CNN recently received photos of a death warrant issued against the brother of a man who worked as a translator for American forces.  The warrant reads, “These court decisions are final and you will not have the right to object.”

It continues, “You chose this path for yourself and your death is imminent.”

Wayment said the CNN story does not refer to his friend Fardeen or his brother Frogh. However, he said, a similar death warrant has been issued against Frogh and his family.

“The situation is getting drastically out of hand,” Wayment said. 

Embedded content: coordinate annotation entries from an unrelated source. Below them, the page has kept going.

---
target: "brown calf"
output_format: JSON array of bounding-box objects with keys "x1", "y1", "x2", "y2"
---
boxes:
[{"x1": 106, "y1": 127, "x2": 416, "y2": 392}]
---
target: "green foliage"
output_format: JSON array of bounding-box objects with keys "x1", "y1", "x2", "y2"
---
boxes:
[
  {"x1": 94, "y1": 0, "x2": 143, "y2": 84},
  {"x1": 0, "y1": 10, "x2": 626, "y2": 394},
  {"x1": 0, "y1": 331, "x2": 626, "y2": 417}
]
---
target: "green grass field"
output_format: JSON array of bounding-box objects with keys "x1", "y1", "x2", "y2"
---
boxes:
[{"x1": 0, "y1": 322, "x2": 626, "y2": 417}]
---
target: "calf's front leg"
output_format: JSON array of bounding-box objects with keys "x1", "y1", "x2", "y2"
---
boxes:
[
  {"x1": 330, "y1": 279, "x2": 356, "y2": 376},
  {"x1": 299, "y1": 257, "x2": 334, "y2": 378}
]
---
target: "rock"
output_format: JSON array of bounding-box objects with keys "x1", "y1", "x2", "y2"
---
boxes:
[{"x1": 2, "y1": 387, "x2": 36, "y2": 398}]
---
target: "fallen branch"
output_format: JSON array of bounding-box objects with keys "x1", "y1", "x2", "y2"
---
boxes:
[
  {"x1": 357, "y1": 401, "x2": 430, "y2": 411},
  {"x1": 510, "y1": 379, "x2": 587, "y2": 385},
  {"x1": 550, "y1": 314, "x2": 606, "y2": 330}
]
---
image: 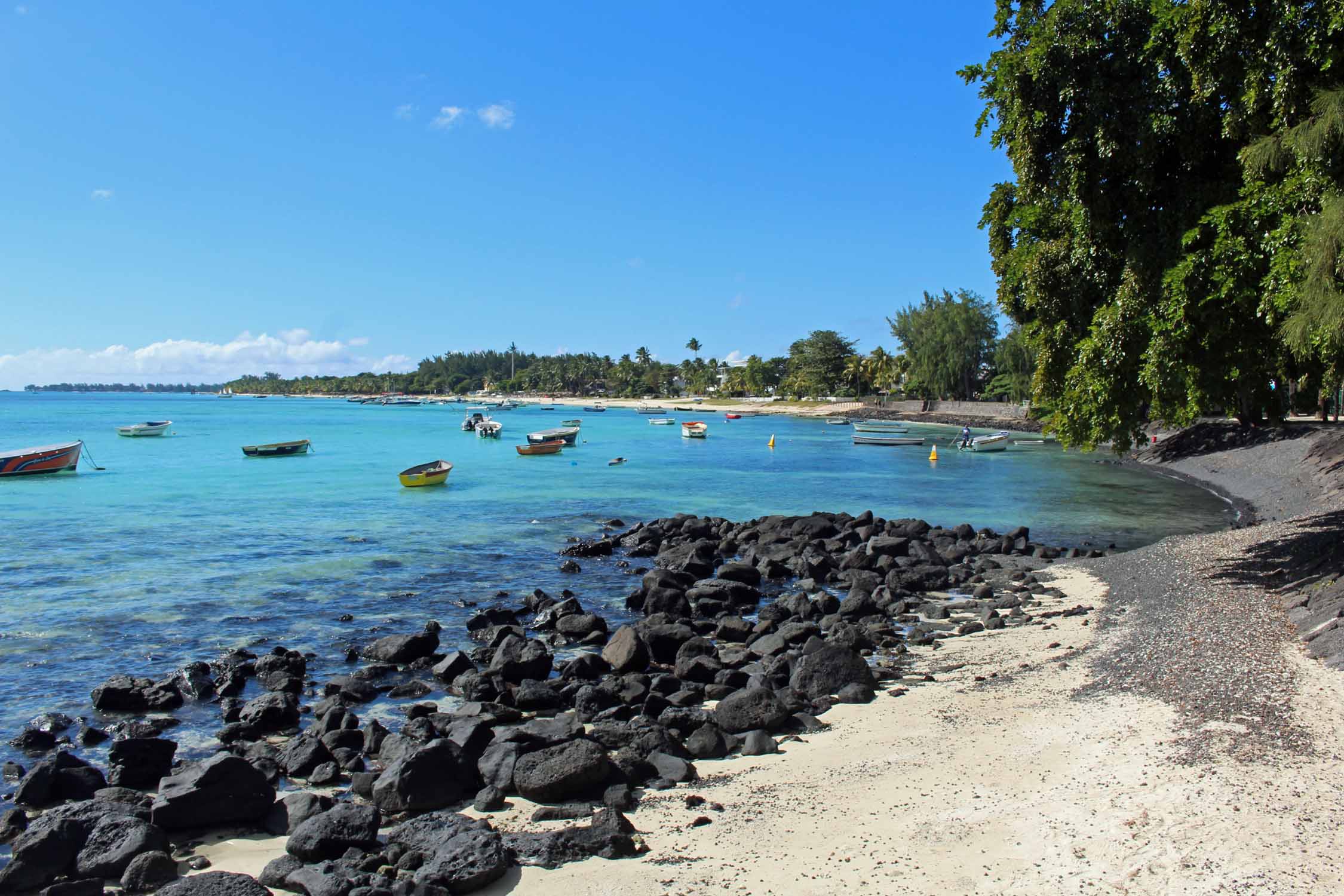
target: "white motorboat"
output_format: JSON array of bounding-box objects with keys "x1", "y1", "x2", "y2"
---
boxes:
[
  {"x1": 854, "y1": 421, "x2": 910, "y2": 432},
  {"x1": 682, "y1": 421, "x2": 710, "y2": 439},
  {"x1": 117, "y1": 421, "x2": 172, "y2": 435},
  {"x1": 854, "y1": 432, "x2": 923, "y2": 447}
]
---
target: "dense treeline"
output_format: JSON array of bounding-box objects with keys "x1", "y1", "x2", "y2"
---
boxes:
[
  {"x1": 23, "y1": 383, "x2": 223, "y2": 392},
  {"x1": 226, "y1": 311, "x2": 1031, "y2": 400},
  {"x1": 961, "y1": 0, "x2": 1344, "y2": 449}
]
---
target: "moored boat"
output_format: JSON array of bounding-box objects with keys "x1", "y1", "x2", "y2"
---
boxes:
[
  {"x1": 243, "y1": 439, "x2": 312, "y2": 457},
  {"x1": 514, "y1": 439, "x2": 564, "y2": 455},
  {"x1": 0, "y1": 442, "x2": 84, "y2": 477},
  {"x1": 682, "y1": 421, "x2": 710, "y2": 439},
  {"x1": 854, "y1": 432, "x2": 923, "y2": 446},
  {"x1": 527, "y1": 426, "x2": 579, "y2": 444},
  {"x1": 397, "y1": 461, "x2": 453, "y2": 489},
  {"x1": 971, "y1": 430, "x2": 1011, "y2": 452},
  {"x1": 117, "y1": 421, "x2": 172, "y2": 435}
]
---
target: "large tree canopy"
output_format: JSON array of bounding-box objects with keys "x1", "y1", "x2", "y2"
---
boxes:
[
  {"x1": 887, "y1": 289, "x2": 999, "y2": 399},
  {"x1": 961, "y1": 0, "x2": 1344, "y2": 449}
]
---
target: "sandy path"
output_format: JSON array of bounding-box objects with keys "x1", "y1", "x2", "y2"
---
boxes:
[{"x1": 202, "y1": 566, "x2": 1344, "y2": 896}]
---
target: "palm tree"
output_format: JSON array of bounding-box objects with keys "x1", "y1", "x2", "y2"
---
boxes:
[{"x1": 844, "y1": 355, "x2": 869, "y2": 395}]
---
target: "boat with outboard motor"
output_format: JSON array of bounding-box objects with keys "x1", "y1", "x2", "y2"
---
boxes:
[{"x1": 117, "y1": 421, "x2": 172, "y2": 435}]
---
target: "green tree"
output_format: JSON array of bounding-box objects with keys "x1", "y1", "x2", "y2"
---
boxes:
[
  {"x1": 789, "y1": 329, "x2": 855, "y2": 395},
  {"x1": 887, "y1": 289, "x2": 999, "y2": 399},
  {"x1": 961, "y1": 0, "x2": 1344, "y2": 450}
]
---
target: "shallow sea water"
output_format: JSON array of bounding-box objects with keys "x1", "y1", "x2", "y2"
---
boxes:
[{"x1": 0, "y1": 392, "x2": 1231, "y2": 762}]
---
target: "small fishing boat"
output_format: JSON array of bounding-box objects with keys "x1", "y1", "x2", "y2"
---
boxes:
[
  {"x1": 682, "y1": 421, "x2": 710, "y2": 439},
  {"x1": 117, "y1": 421, "x2": 172, "y2": 435},
  {"x1": 854, "y1": 421, "x2": 910, "y2": 432},
  {"x1": 527, "y1": 426, "x2": 579, "y2": 444},
  {"x1": 971, "y1": 430, "x2": 1011, "y2": 452},
  {"x1": 397, "y1": 461, "x2": 453, "y2": 489},
  {"x1": 0, "y1": 442, "x2": 84, "y2": 477},
  {"x1": 854, "y1": 432, "x2": 923, "y2": 446},
  {"x1": 243, "y1": 439, "x2": 312, "y2": 457},
  {"x1": 514, "y1": 439, "x2": 564, "y2": 455}
]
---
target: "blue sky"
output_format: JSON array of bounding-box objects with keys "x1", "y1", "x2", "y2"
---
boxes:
[{"x1": 0, "y1": 0, "x2": 1011, "y2": 388}]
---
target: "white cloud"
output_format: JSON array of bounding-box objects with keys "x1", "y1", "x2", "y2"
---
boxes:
[
  {"x1": 476, "y1": 102, "x2": 514, "y2": 130},
  {"x1": 429, "y1": 106, "x2": 467, "y2": 130},
  {"x1": 275, "y1": 326, "x2": 313, "y2": 345},
  {"x1": 0, "y1": 329, "x2": 415, "y2": 388}
]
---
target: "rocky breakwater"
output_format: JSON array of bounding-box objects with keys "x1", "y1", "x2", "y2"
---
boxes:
[{"x1": 0, "y1": 513, "x2": 1096, "y2": 896}]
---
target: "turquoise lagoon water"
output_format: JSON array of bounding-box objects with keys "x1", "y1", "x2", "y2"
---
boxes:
[{"x1": 0, "y1": 394, "x2": 1230, "y2": 768}]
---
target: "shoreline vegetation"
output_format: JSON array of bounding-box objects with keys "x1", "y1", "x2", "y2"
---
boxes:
[{"x1": 0, "y1": 425, "x2": 1344, "y2": 895}]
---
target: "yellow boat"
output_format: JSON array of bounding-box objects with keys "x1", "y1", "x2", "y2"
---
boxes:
[{"x1": 399, "y1": 461, "x2": 453, "y2": 489}]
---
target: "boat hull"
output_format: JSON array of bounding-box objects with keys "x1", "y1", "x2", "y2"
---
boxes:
[
  {"x1": 854, "y1": 435, "x2": 923, "y2": 447},
  {"x1": 243, "y1": 439, "x2": 311, "y2": 457},
  {"x1": 117, "y1": 421, "x2": 172, "y2": 437},
  {"x1": 397, "y1": 461, "x2": 453, "y2": 489},
  {"x1": 0, "y1": 442, "x2": 84, "y2": 477},
  {"x1": 514, "y1": 439, "x2": 564, "y2": 457}
]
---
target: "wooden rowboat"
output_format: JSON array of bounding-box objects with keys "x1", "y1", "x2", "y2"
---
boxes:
[
  {"x1": 514, "y1": 439, "x2": 564, "y2": 455},
  {"x1": 397, "y1": 461, "x2": 453, "y2": 489},
  {"x1": 243, "y1": 439, "x2": 312, "y2": 457},
  {"x1": 0, "y1": 442, "x2": 84, "y2": 477}
]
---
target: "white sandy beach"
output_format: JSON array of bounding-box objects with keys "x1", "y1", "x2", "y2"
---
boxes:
[{"x1": 199, "y1": 566, "x2": 1344, "y2": 896}]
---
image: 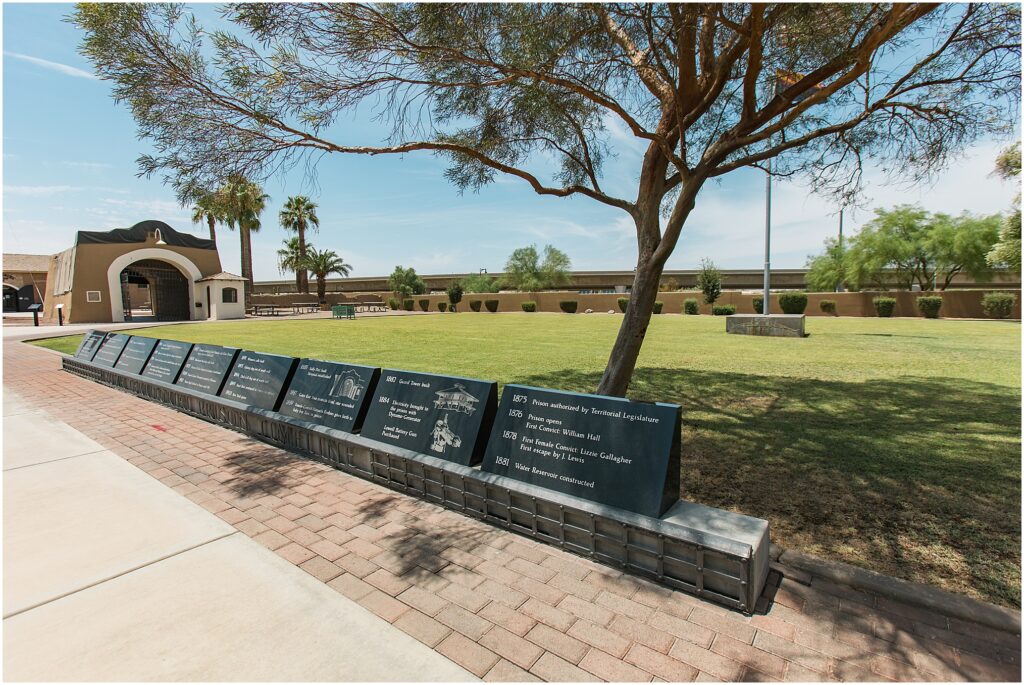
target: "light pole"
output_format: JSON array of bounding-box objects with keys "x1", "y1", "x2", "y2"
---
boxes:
[
  {"x1": 836, "y1": 207, "x2": 846, "y2": 293},
  {"x1": 761, "y1": 158, "x2": 771, "y2": 315}
]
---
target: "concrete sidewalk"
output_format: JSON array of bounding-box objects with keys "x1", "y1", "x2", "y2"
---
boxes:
[{"x1": 3, "y1": 388, "x2": 475, "y2": 681}]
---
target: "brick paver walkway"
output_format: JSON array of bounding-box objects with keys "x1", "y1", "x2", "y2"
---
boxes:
[{"x1": 3, "y1": 341, "x2": 1020, "y2": 681}]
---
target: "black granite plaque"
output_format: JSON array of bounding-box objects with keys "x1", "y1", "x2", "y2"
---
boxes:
[
  {"x1": 92, "y1": 333, "x2": 131, "y2": 369},
  {"x1": 361, "y1": 369, "x2": 498, "y2": 466},
  {"x1": 220, "y1": 350, "x2": 299, "y2": 412},
  {"x1": 142, "y1": 340, "x2": 193, "y2": 383},
  {"x1": 174, "y1": 344, "x2": 241, "y2": 395},
  {"x1": 280, "y1": 359, "x2": 381, "y2": 433},
  {"x1": 75, "y1": 331, "x2": 106, "y2": 361},
  {"x1": 481, "y1": 385, "x2": 682, "y2": 516},
  {"x1": 114, "y1": 336, "x2": 158, "y2": 376}
]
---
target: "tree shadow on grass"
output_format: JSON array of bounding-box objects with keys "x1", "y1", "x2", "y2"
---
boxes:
[{"x1": 516, "y1": 369, "x2": 1021, "y2": 606}]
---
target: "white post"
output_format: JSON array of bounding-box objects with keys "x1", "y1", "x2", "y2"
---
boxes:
[{"x1": 761, "y1": 158, "x2": 771, "y2": 314}]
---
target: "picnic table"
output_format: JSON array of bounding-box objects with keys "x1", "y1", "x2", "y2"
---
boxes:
[
  {"x1": 355, "y1": 301, "x2": 387, "y2": 311},
  {"x1": 253, "y1": 304, "x2": 281, "y2": 316}
]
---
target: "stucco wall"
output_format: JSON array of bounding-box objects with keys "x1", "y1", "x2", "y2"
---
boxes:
[
  {"x1": 253, "y1": 290, "x2": 1021, "y2": 318},
  {"x1": 54, "y1": 234, "x2": 221, "y2": 324}
]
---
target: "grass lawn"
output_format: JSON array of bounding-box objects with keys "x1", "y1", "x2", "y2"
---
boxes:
[{"x1": 34, "y1": 312, "x2": 1021, "y2": 607}]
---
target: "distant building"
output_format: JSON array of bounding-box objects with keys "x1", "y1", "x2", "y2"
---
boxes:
[
  {"x1": 3, "y1": 254, "x2": 51, "y2": 311},
  {"x1": 43, "y1": 220, "x2": 245, "y2": 324}
]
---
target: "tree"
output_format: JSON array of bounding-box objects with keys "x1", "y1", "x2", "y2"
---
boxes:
[
  {"x1": 807, "y1": 238, "x2": 856, "y2": 293},
  {"x1": 217, "y1": 175, "x2": 270, "y2": 309},
  {"x1": 987, "y1": 142, "x2": 1021, "y2": 272},
  {"x1": 278, "y1": 236, "x2": 313, "y2": 294},
  {"x1": 193, "y1": 190, "x2": 224, "y2": 243},
  {"x1": 72, "y1": 3, "x2": 1021, "y2": 395},
  {"x1": 387, "y1": 265, "x2": 427, "y2": 300},
  {"x1": 460, "y1": 273, "x2": 498, "y2": 293},
  {"x1": 447, "y1": 283, "x2": 462, "y2": 311},
  {"x1": 305, "y1": 245, "x2": 352, "y2": 304},
  {"x1": 696, "y1": 257, "x2": 722, "y2": 311},
  {"x1": 843, "y1": 205, "x2": 999, "y2": 290},
  {"x1": 278, "y1": 195, "x2": 319, "y2": 295},
  {"x1": 505, "y1": 245, "x2": 572, "y2": 293}
]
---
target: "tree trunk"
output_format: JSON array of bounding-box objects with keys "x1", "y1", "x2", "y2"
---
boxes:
[
  {"x1": 597, "y1": 259, "x2": 663, "y2": 397},
  {"x1": 295, "y1": 221, "x2": 307, "y2": 295},
  {"x1": 239, "y1": 225, "x2": 253, "y2": 310}
]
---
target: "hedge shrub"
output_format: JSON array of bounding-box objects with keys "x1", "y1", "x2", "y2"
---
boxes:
[
  {"x1": 981, "y1": 293, "x2": 1017, "y2": 318},
  {"x1": 918, "y1": 295, "x2": 942, "y2": 318},
  {"x1": 778, "y1": 293, "x2": 807, "y2": 314},
  {"x1": 871, "y1": 297, "x2": 896, "y2": 317}
]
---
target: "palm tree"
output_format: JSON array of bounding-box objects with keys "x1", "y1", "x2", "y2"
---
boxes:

Veteran on Afghanistan plight: Hopes constantly dashed

There are days when it appears safe enough for the family to travel to the airport in Kabul for passage out of the country, he says.  However, Frogh and his family keep getting rejected for not having the right paperwork.

“There has been a glimmer of hope every single day.  Then there has been a kick to the gut every single night,” Wayment said.

As tricky as it is for American citizens to get out of Afghanistan, Wayment said it’s much harder for Afghan citizens who supported the US during the war. Wayment said would-be refugees must show their passports, case numbers, and Afghan IDs and not everyone has those things at the ready.  He believes this process is more complicated than it needs to be.

“I had to provide on my word and on my honor that when they get them out, they’re going to be safe.  So, there have been background checks, which I understand,” according to Wayment.

For now, Wayment said he’s hearing nothing but excuses from the American government.  He said hundreds of veterans have resorted to using their own methods to speed up the process to get their friends and loved ones out of danger.

“I’ve heard everything from, ‘I’m just a state senator,’ to, ‘well, the Trump administration …’ or, ‘the Biden administration… .’ Just get out of my way if you’re going to say that,” he said.